Die Münchnerin hat eine enge Verbindung zu Landshut. Als Schaustellerin war sie regelmäßig auf der Dult vertreten, kennt die Dreihelmenstadt, „wie meine Westentasche“. Ihre Haare, gut 40 Zentimeter lang, fallen am Mittwochnachmittag der Schere zum Opfer. Eine leichte Übung für die Profis im Landshuter Friseursalon Vogginger, die anschließend eine schicke Kurzhaarfrisur zaubern werden.

Und der abgeschnittene Zopf? Das gute Stück wird über die Initiative „haare-spenden.de“ zu einer Echthaarperücke verarbeitet und später zum Beispiel einem bedürftigen Krebskranken zur Verfügung gestellt – kostenlos.

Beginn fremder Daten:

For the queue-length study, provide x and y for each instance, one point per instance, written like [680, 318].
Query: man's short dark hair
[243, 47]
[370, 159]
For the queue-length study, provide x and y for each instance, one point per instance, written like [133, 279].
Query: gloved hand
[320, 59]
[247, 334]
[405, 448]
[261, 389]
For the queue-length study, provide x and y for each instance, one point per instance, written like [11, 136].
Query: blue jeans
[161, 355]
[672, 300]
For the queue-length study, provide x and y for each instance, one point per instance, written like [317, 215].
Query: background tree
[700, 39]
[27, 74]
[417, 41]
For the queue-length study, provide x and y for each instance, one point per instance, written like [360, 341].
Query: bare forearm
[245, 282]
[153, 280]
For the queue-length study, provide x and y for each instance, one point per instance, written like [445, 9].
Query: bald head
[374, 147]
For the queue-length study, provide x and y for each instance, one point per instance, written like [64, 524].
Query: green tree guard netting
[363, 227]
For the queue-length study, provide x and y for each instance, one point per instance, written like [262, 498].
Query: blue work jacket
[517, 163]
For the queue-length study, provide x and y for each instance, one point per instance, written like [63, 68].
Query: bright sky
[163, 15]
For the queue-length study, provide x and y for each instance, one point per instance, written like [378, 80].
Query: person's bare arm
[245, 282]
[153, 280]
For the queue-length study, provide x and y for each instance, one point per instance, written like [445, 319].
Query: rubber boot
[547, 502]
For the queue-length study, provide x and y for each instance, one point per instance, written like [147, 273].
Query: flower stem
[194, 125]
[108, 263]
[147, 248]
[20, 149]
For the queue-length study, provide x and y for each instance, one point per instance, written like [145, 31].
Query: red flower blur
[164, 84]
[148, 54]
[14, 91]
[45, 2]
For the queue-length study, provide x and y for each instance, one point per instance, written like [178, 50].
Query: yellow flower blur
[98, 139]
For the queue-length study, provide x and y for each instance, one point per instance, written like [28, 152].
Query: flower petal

Und noch etwas liegt Sonja Eckl-Gruber am Herzen. In der Corona-Pandemie meiden viele aus Sorge vor einer Ansteckung den Arzt- oder Krankenhausbesuch. Ein Fehler, findet die 47-Jährige: „Corona ist schlimm. Aber es gibt auch andere Krankheiten.“ Und gerade die Früherkennung spielt eine bedeutende Rolle, um gravierende oder sogar tödliche Verläufe zu verhindern. Sonja Eckl-Gruber appellert: „Vorsorge ist wichtig, auch jetzt!“ Ihr Schwiegervater, der viel zu früh sterben musste, ist ein mahnendes Beispiel. Dem Friseurbesuch am Mittwoch sieht sie ganz entspannt entgegen: „Für mich sind es doch nur ein paar Haare."“

Einem kranken Menschen dagegen werden sie Zuversicht und Lebensmut schenken.